Effects of ceramide on cellular metabolism. (A) Experimental scheme for metabolomic analysis of C2 ceramide-treated EBs. (B) Clustering analysis of metabolites in EBs treated with either DMSO or 30 μM C2 ceramide for days 3-4. (C) PCA plot of metabolites in the DMSO- or C2 ceramide-treated EBs in (B). (D) Pathway analysis of metabolites in (B) whose levels were increased on day 4 compared to day 3 and altered by C2 ceramide treatment. (E) Quantitation of N-acetylsphingosine, S1P and ethanolamine phosphate in the EBs in (B). Data are the mean + s.d. of n = 3 biologically independent samples. Statistical analysis was performed by one-way ANOVA with the Tukey test. (F) Experimental scheme for the EB differentiation experiments in (G). (G) Quantitation of cardiomyogenesis and neurogenesis in EBs treated with the indicated concentrations of S1P for days 1-6. Data are the mean + s.d. of n = 3 biologically independent samples. Statistical analysis was performed by one-way ANOVA with the Tukey test.

Figure 7.

Effects of S1P, C2 ceramide, and D-NMAPPD on neurogenesis. (A) Experimental scheme for the EB drug treatments in (B). (B) Immunostaining with anti-β-tubulin III antibody to reveal morphological changes in EBs treated with methanol (MeOH), 30 μM S1P, DMSO, 30 μM C2 ceramide or 30 μM D-NMAPPD for days 3-6. Scale bar = 100 μm. Data are representative of 2 biologically independent experiments. (C) Experimental scheme for the EB drug treatments in (D). (D). Real-time PCR analysis of Sox1 mRNA levels in EBs treated as in (C). Data are the mean + s.d. of n = 3 biologically independent samples. Statistical analysis was performed by one-way ANOVA with the Tukey test. (E) Scheme illustrating how ceramide metabolism might regulate cardiomyogenesis and neurogenesis in mouse EBs.

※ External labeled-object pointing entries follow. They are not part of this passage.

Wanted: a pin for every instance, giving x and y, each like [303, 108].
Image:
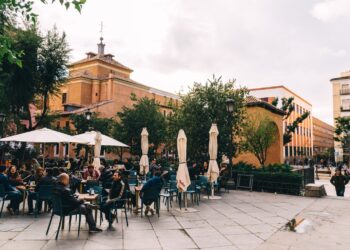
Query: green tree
[144, 113]
[203, 105]
[12, 10]
[259, 134]
[342, 133]
[288, 107]
[44, 69]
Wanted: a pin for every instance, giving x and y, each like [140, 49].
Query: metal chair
[3, 197]
[44, 194]
[57, 209]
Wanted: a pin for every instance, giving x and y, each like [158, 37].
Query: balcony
[345, 107]
[345, 91]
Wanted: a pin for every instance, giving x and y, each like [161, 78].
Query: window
[64, 98]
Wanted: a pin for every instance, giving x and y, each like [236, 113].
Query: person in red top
[91, 174]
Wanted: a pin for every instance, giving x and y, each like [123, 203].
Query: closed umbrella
[182, 176]
[144, 162]
[97, 151]
[213, 170]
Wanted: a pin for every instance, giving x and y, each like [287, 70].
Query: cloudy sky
[172, 43]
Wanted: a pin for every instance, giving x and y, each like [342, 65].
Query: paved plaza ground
[240, 220]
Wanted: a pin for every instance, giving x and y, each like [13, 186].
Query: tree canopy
[145, 112]
[259, 134]
[203, 105]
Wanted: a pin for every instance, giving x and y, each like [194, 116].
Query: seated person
[14, 177]
[106, 177]
[32, 194]
[117, 192]
[13, 194]
[70, 203]
[91, 174]
[150, 192]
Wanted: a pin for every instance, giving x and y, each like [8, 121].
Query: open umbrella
[144, 162]
[97, 151]
[90, 137]
[213, 170]
[43, 135]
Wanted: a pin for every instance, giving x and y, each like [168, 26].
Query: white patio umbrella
[97, 151]
[213, 170]
[144, 162]
[182, 176]
[44, 136]
[90, 136]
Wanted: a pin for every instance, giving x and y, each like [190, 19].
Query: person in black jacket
[116, 193]
[339, 181]
[13, 194]
[71, 203]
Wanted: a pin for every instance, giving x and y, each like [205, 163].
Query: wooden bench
[315, 190]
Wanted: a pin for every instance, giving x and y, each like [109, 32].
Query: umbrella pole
[44, 156]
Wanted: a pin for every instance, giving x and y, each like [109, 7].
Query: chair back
[91, 184]
[45, 192]
[57, 207]
[2, 191]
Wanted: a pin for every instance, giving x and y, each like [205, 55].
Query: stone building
[101, 84]
[258, 108]
[301, 145]
[341, 104]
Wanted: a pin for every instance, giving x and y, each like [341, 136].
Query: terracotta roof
[87, 107]
[280, 87]
[252, 101]
[105, 58]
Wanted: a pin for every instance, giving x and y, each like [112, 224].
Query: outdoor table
[25, 189]
[90, 198]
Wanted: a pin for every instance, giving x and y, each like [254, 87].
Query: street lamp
[230, 109]
[88, 115]
[2, 119]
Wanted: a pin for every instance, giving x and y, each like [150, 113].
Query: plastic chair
[3, 197]
[44, 194]
[57, 209]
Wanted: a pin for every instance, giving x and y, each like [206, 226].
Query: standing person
[13, 194]
[150, 192]
[339, 181]
[70, 203]
[116, 193]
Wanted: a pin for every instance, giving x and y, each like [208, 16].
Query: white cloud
[331, 10]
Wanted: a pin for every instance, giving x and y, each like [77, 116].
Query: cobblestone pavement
[240, 220]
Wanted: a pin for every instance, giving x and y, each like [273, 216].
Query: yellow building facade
[101, 84]
[301, 145]
[258, 108]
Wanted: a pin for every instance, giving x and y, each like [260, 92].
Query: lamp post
[88, 116]
[230, 109]
[2, 119]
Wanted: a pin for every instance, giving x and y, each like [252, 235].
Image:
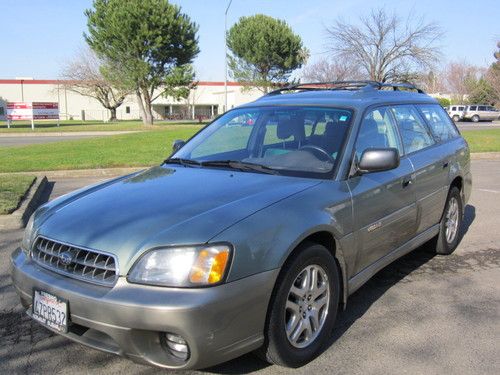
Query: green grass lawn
[487, 140]
[139, 149]
[79, 126]
[12, 190]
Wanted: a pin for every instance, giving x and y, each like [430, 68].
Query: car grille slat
[87, 265]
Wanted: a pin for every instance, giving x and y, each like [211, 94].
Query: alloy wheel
[307, 305]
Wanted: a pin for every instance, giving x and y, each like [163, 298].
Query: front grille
[79, 263]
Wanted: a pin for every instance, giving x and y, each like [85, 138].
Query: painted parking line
[490, 191]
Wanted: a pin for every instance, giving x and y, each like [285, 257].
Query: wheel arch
[325, 237]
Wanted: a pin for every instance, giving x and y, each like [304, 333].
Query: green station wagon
[254, 233]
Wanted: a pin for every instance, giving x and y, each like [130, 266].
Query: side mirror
[177, 145]
[378, 160]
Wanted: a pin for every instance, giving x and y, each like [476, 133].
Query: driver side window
[377, 131]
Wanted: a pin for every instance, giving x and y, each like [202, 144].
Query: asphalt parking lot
[424, 314]
[468, 125]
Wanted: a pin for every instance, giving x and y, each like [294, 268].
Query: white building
[206, 100]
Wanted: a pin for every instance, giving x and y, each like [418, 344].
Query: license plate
[50, 310]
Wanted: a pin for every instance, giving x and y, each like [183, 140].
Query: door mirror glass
[378, 160]
[177, 145]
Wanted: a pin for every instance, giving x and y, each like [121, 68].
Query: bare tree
[493, 75]
[386, 47]
[338, 69]
[460, 78]
[83, 76]
[433, 82]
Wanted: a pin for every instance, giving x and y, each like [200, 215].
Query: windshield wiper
[240, 165]
[181, 161]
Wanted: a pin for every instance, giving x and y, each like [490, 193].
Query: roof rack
[346, 85]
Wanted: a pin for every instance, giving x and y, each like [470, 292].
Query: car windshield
[298, 141]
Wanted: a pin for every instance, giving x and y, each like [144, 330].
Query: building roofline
[61, 81]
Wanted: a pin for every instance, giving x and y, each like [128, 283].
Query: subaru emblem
[66, 258]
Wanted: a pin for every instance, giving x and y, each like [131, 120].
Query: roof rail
[345, 85]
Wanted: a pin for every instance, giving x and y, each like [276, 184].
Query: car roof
[357, 99]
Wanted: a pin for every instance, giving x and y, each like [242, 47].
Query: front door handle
[407, 181]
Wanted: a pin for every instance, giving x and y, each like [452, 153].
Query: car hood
[161, 207]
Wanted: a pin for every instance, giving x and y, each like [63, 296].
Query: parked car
[249, 238]
[456, 112]
[476, 113]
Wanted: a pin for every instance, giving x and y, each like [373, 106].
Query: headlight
[28, 235]
[182, 266]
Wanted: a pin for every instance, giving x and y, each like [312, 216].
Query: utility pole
[225, 56]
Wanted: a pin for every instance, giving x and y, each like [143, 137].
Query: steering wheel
[316, 150]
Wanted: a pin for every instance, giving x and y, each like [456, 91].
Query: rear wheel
[451, 222]
[303, 307]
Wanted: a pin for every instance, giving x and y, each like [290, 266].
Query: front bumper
[218, 323]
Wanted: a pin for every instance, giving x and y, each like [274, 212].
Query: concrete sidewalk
[25, 139]
[67, 134]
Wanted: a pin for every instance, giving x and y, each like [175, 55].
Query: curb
[82, 173]
[69, 134]
[485, 155]
[30, 203]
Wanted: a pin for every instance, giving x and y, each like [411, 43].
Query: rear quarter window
[439, 122]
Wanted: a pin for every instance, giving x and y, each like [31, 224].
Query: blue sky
[39, 36]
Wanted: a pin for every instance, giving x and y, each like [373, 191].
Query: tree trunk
[113, 114]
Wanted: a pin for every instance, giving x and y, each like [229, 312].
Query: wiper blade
[181, 161]
[240, 165]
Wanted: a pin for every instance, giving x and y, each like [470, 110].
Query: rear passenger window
[378, 131]
[414, 133]
[439, 122]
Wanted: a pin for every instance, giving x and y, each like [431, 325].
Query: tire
[447, 239]
[278, 347]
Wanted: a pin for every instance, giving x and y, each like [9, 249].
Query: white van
[456, 111]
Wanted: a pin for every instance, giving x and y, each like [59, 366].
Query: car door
[383, 202]
[429, 156]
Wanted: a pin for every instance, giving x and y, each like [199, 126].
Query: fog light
[176, 346]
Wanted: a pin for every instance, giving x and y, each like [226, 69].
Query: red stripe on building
[58, 81]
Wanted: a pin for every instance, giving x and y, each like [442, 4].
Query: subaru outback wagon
[252, 235]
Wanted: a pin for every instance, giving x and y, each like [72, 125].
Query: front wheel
[451, 223]
[303, 307]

Ceramide is involved in both sphingolipid (left) and glycerophosholipid (right) metabolism. High levels of ceramide induce neurogenesis at the expense of cardiomyogenesis mainly by inhibiting PrS formation. In addition, ceramide-derived S1P promotes the maturation of neuroectoderm to form neurons. Glycerophospholipid metabolism is altered during ceramide-induced neurogenesis.